The strike by the Writers Guild of America has taken a decidedly different turn this week, as its picket line has marched into the world of daytime television and straight to the pages of a popular soap opera magazine.
A war of words has erupted over comments made by Carolyn Hinsey, a columnist in Soap Opera Digest
and the editor of Soap Opera Weekly
. In her most recent commentary column, It's Only My Opinion, Hinsey took soap writers to task for walking the picket lines.
"Personally, I think soap writers should be exempt from this strike," Hinsey wrote in a column dated December 4th. "Soap ratings have never been lower and no good can come of all these people walking away from their jobs."
While Hinsey's comments could certainly be backed up by numbers - soap ratings are at historical lows -- and viewer fear - if there is no one to write the soaps, the networks could certainly opt to scrap the series and replace them with much cheaper to produce fare - the writers have a much different take on things.
In an open letter
to Soap Opera Digest, members of the Writers Guild fired back, asserting that Hinsey's statement was nowhere near accurate.
"Nothing could be further from the truth. For the first time in years, our issues are exactly the same as all writers in every genre -- we want Guild contracts and fair compensation for our work whether it's aired on TV, streamed on the net or downloaded to a cell phone or other device."
As previously reported
, soap writers are currently not compensated when their work is offered for sale or viewing in a forum other than television. So, for example, if you log on to CBS.com to watch today's episode of The Young and the Restless, the writers who penned that episode receive no payment for that - even though advertising is sold during that online broadcast.
"Days of our Lives has been available for sale on the net for over a year. Writers' share? Zilch," the WGA letter continues. "And though Televest [the production company of Guiding Light and As the World Turns] entered into an agreement with us, other producers have yet to do the same."
The Writers Guild of America also took issue with NBC for cancelling Passions and creating a new online-only soap, Coastal Dreams. The writer of Coastal Dreams is a non-union scribe, who, the Guild states, earns none of the protections offered by the WGA.
In related news, more than 130 soap opera writers signed their names to an ad that proclaimed their solidarity with the WGA. The ad was placed in Variety as a response to an article the trade publication featured last month claiming that several high-profile soap scribes were crossing the picket lines to continue working on their respective shows. The Young and the Restless was named specifically in the article.

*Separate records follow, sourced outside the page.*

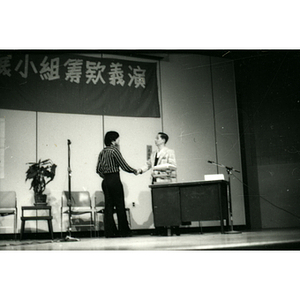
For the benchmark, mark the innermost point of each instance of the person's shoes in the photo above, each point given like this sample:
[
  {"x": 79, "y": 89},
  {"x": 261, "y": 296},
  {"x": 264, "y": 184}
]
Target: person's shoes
[{"x": 127, "y": 234}]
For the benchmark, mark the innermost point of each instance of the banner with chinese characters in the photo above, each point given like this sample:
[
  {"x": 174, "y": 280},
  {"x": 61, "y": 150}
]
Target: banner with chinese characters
[{"x": 69, "y": 83}]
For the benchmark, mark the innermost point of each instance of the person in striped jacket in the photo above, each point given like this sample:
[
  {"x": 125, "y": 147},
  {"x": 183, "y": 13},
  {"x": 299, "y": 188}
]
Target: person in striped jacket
[{"x": 110, "y": 161}]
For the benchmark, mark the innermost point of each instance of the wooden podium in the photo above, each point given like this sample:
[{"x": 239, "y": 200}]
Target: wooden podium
[{"x": 175, "y": 203}]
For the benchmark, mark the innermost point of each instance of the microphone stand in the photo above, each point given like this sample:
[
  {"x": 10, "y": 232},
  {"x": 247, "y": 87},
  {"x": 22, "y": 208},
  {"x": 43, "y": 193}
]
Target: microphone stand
[
  {"x": 69, "y": 238},
  {"x": 229, "y": 203}
]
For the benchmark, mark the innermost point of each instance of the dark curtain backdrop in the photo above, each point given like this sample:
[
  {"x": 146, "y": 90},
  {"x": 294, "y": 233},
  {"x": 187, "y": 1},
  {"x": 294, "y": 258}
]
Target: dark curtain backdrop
[{"x": 69, "y": 83}]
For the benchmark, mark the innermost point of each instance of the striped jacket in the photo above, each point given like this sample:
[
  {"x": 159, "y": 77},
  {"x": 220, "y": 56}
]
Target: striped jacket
[{"x": 110, "y": 160}]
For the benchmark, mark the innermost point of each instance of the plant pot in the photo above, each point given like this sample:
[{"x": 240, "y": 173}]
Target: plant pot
[{"x": 40, "y": 199}]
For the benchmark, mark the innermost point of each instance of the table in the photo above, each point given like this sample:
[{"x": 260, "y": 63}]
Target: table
[
  {"x": 37, "y": 208},
  {"x": 176, "y": 203}
]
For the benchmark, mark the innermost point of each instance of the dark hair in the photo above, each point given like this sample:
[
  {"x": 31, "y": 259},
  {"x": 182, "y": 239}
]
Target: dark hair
[
  {"x": 110, "y": 136},
  {"x": 164, "y": 136}
]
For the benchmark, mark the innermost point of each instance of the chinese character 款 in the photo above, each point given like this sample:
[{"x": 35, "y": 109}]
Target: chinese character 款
[
  {"x": 74, "y": 70},
  {"x": 94, "y": 72},
  {"x": 116, "y": 74},
  {"x": 138, "y": 77}
]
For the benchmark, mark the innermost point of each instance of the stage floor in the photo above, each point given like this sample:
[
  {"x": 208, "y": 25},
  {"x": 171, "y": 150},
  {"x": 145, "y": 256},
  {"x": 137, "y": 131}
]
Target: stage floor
[{"x": 279, "y": 239}]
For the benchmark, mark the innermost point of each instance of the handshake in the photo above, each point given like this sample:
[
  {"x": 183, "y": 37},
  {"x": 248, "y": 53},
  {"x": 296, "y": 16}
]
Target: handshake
[{"x": 138, "y": 171}]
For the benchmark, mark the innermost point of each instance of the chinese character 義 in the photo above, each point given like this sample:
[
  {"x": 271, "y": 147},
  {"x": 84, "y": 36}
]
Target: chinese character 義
[{"x": 116, "y": 74}]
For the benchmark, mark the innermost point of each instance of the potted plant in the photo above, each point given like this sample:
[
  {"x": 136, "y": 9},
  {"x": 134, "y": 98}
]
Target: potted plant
[{"x": 39, "y": 172}]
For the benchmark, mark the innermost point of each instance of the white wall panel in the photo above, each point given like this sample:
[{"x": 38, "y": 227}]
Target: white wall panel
[
  {"x": 19, "y": 149},
  {"x": 85, "y": 134}
]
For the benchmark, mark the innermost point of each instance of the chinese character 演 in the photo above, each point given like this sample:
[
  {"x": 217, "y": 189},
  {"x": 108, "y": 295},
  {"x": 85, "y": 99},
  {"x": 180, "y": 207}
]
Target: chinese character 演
[{"x": 138, "y": 77}]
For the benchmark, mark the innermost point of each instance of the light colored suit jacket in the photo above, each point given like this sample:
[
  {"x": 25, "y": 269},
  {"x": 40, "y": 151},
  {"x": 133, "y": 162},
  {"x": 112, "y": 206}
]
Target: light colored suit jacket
[{"x": 165, "y": 170}]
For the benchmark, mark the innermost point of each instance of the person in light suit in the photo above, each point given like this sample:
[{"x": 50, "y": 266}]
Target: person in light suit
[
  {"x": 162, "y": 162},
  {"x": 163, "y": 165}
]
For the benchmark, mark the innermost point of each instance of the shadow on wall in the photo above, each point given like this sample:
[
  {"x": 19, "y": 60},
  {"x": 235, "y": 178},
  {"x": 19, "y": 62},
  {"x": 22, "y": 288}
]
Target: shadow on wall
[{"x": 143, "y": 209}]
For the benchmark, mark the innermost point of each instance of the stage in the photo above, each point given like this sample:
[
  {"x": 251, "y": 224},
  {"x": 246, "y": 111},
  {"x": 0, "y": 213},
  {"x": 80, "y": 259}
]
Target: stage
[{"x": 277, "y": 239}]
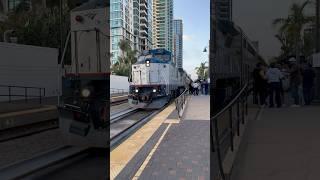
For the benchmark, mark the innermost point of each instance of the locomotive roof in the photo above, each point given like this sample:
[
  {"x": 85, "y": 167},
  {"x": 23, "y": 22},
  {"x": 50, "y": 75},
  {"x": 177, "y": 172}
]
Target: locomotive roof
[
  {"x": 154, "y": 60},
  {"x": 156, "y": 52}
]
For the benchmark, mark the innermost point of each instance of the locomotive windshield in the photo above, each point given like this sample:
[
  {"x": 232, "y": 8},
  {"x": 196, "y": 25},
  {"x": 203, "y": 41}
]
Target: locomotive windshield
[
  {"x": 143, "y": 58},
  {"x": 163, "y": 57}
]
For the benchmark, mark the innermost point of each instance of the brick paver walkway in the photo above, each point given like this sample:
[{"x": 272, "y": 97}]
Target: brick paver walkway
[{"x": 184, "y": 152}]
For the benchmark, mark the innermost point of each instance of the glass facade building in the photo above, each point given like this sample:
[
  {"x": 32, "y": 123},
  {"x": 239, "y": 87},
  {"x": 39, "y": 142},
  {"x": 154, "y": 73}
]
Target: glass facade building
[
  {"x": 130, "y": 20},
  {"x": 163, "y": 24},
  {"x": 178, "y": 42}
]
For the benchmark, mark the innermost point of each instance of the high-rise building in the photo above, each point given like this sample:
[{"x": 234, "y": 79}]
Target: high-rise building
[
  {"x": 122, "y": 25},
  {"x": 224, "y": 10},
  {"x": 163, "y": 24},
  {"x": 178, "y": 42},
  {"x": 130, "y": 20},
  {"x": 145, "y": 24}
]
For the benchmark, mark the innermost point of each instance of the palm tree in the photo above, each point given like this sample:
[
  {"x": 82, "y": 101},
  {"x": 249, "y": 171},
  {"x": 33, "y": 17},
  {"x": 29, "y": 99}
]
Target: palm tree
[
  {"x": 1, "y": 7},
  {"x": 293, "y": 25},
  {"x": 202, "y": 71},
  {"x": 128, "y": 57}
]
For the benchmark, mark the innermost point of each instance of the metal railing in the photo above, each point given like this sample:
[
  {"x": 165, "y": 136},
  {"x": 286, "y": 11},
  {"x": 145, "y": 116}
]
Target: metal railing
[
  {"x": 25, "y": 92},
  {"x": 180, "y": 101},
  {"x": 226, "y": 124},
  {"x": 118, "y": 91}
]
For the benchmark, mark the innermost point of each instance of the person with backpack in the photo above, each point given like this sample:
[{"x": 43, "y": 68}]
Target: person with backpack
[{"x": 274, "y": 77}]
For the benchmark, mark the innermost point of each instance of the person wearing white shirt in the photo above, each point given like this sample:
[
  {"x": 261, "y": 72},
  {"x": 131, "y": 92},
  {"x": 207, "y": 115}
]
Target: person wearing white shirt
[{"x": 274, "y": 76}]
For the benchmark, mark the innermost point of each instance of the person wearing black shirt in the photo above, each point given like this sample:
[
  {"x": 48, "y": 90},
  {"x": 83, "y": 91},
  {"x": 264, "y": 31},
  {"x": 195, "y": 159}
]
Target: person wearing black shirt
[{"x": 307, "y": 82}]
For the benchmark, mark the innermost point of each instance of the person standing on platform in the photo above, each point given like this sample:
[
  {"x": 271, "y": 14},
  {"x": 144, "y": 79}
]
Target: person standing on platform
[
  {"x": 274, "y": 77},
  {"x": 308, "y": 81},
  {"x": 206, "y": 87},
  {"x": 295, "y": 84},
  {"x": 191, "y": 88},
  {"x": 260, "y": 84}
]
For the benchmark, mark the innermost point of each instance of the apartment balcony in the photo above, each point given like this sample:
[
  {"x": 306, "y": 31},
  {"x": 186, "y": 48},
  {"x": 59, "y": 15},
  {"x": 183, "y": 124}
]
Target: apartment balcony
[
  {"x": 143, "y": 13},
  {"x": 143, "y": 26},
  {"x": 143, "y": 33},
  {"x": 143, "y": 6},
  {"x": 143, "y": 20}
]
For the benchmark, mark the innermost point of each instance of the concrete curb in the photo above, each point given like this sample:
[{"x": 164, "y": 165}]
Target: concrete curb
[{"x": 229, "y": 161}]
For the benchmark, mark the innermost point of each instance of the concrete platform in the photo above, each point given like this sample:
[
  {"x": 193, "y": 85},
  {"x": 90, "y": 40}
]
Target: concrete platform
[
  {"x": 168, "y": 147},
  {"x": 282, "y": 144}
]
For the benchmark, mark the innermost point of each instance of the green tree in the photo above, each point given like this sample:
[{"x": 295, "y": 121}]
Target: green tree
[
  {"x": 290, "y": 28},
  {"x": 202, "y": 71},
  {"x": 128, "y": 57}
]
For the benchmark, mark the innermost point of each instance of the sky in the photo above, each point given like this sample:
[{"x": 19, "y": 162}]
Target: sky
[
  {"x": 255, "y": 18},
  {"x": 196, "y": 23}
]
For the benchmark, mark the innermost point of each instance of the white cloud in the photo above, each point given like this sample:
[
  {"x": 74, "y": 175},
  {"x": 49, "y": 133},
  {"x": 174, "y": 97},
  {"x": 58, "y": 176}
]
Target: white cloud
[{"x": 187, "y": 37}]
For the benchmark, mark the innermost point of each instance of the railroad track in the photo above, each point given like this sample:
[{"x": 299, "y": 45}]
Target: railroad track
[
  {"x": 123, "y": 126},
  {"x": 28, "y": 130},
  {"x": 59, "y": 163}
]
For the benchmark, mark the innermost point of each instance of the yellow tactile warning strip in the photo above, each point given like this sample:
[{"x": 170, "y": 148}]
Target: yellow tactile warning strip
[
  {"x": 146, "y": 161},
  {"x": 172, "y": 121},
  {"x": 40, "y": 109},
  {"x": 121, "y": 155}
]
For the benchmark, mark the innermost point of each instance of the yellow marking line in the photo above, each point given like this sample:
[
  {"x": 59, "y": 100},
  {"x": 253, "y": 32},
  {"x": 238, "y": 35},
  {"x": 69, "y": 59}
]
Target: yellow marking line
[
  {"x": 22, "y": 112},
  {"x": 118, "y": 97},
  {"x": 172, "y": 121},
  {"x": 121, "y": 155},
  {"x": 146, "y": 161}
]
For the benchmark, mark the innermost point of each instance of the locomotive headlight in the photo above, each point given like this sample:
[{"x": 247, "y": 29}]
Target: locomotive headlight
[
  {"x": 148, "y": 63},
  {"x": 85, "y": 93}
]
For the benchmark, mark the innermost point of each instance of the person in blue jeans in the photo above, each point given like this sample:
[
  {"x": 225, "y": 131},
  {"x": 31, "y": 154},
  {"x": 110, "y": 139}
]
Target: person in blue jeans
[
  {"x": 295, "y": 83},
  {"x": 308, "y": 80},
  {"x": 274, "y": 77}
]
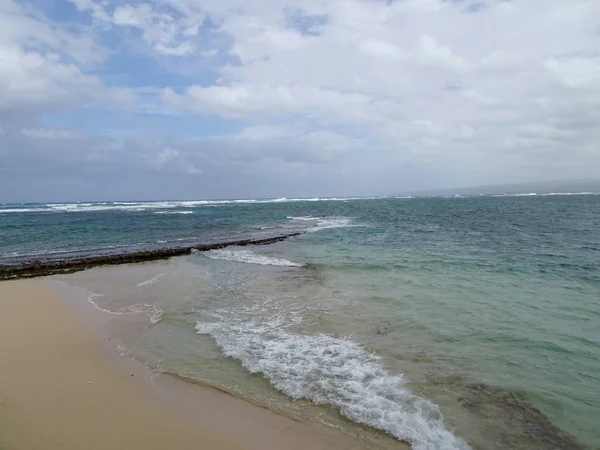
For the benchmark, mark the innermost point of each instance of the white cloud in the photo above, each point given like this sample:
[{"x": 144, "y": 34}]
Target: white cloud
[
  {"x": 576, "y": 73},
  {"x": 450, "y": 89},
  {"x": 45, "y": 133},
  {"x": 43, "y": 65}
]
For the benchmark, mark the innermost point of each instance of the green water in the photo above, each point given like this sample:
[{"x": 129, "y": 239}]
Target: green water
[{"x": 449, "y": 323}]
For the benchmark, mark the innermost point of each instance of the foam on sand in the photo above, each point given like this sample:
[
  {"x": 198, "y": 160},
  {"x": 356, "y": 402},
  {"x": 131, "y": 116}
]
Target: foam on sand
[{"x": 330, "y": 371}]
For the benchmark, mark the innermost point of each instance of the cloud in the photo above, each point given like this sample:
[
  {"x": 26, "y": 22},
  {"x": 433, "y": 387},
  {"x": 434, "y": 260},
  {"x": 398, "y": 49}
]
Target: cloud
[{"x": 341, "y": 96}]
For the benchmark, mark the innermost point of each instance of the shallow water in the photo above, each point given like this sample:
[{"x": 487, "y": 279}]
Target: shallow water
[{"x": 447, "y": 323}]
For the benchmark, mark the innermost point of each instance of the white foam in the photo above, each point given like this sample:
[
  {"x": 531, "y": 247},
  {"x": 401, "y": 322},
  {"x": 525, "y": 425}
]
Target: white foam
[
  {"x": 302, "y": 218},
  {"x": 248, "y": 257},
  {"x": 151, "y": 281},
  {"x": 332, "y": 371},
  {"x": 142, "y": 206},
  {"x": 154, "y": 312},
  {"x": 332, "y": 222}
]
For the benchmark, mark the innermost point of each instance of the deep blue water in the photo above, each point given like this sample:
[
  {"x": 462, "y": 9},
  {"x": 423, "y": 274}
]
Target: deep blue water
[{"x": 502, "y": 291}]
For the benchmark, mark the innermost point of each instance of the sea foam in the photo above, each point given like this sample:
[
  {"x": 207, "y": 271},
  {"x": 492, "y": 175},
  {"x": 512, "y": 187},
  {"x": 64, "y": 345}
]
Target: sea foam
[
  {"x": 330, "y": 371},
  {"x": 248, "y": 257}
]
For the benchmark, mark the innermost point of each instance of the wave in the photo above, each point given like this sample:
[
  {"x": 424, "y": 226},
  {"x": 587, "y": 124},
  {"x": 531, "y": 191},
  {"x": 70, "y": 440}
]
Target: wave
[
  {"x": 151, "y": 281},
  {"x": 142, "y": 206},
  {"x": 330, "y": 371},
  {"x": 302, "y": 218},
  {"x": 248, "y": 257},
  {"x": 332, "y": 222},
  {"x": 154, "y": 312}
]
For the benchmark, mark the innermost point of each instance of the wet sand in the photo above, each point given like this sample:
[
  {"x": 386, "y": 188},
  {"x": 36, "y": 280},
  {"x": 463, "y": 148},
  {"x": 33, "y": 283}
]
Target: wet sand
[{"x": 60, "y": 389}]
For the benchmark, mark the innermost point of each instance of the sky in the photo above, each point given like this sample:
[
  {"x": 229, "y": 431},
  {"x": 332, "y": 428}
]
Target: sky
[{"x": 192, "y": 99}]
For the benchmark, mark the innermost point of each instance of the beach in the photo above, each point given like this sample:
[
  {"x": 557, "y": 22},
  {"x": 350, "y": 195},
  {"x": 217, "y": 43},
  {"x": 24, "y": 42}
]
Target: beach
[
  {"x": 61, "y": 389},
  {"x": 442, "y": 323}
]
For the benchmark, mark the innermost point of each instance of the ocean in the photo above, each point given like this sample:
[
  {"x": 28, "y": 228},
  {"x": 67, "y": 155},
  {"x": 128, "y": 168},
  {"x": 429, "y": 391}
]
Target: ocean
[{"x": 447, "y": 323}]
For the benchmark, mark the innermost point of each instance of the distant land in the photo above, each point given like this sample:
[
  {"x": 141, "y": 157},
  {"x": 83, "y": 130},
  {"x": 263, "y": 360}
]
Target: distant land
[{"x": 549, "y": 187}]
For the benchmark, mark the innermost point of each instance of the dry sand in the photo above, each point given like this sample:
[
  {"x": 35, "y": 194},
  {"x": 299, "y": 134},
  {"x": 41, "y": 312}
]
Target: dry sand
[{"x": 60, "y": 390}]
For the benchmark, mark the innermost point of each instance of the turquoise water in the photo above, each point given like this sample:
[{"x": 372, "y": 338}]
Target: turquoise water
[{"x": 445, "y": 322}]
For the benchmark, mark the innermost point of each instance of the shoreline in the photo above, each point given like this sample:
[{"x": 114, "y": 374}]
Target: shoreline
[
  {"x": 65, "y": 386},
  {"x": 40, "y": 267}
]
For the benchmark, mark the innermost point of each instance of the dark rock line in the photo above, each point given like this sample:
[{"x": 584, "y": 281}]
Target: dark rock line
[{"x": 37, "y": 268}]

"We spin stories five days a week, fifty-two weeks a year," read a portion of the ad that declared their support for the union. "Daytime writers know that our future is on the Internet."
Among the signees to the ad are Lynn Marie Latham, head writer and executive producer of The Young and Restless; Jean Passanante, head writer of As the World Turns; Barbara Esensten, one half of the head writing team of All My Children; and Hogan Sheffer, head writer for Days of our Lives.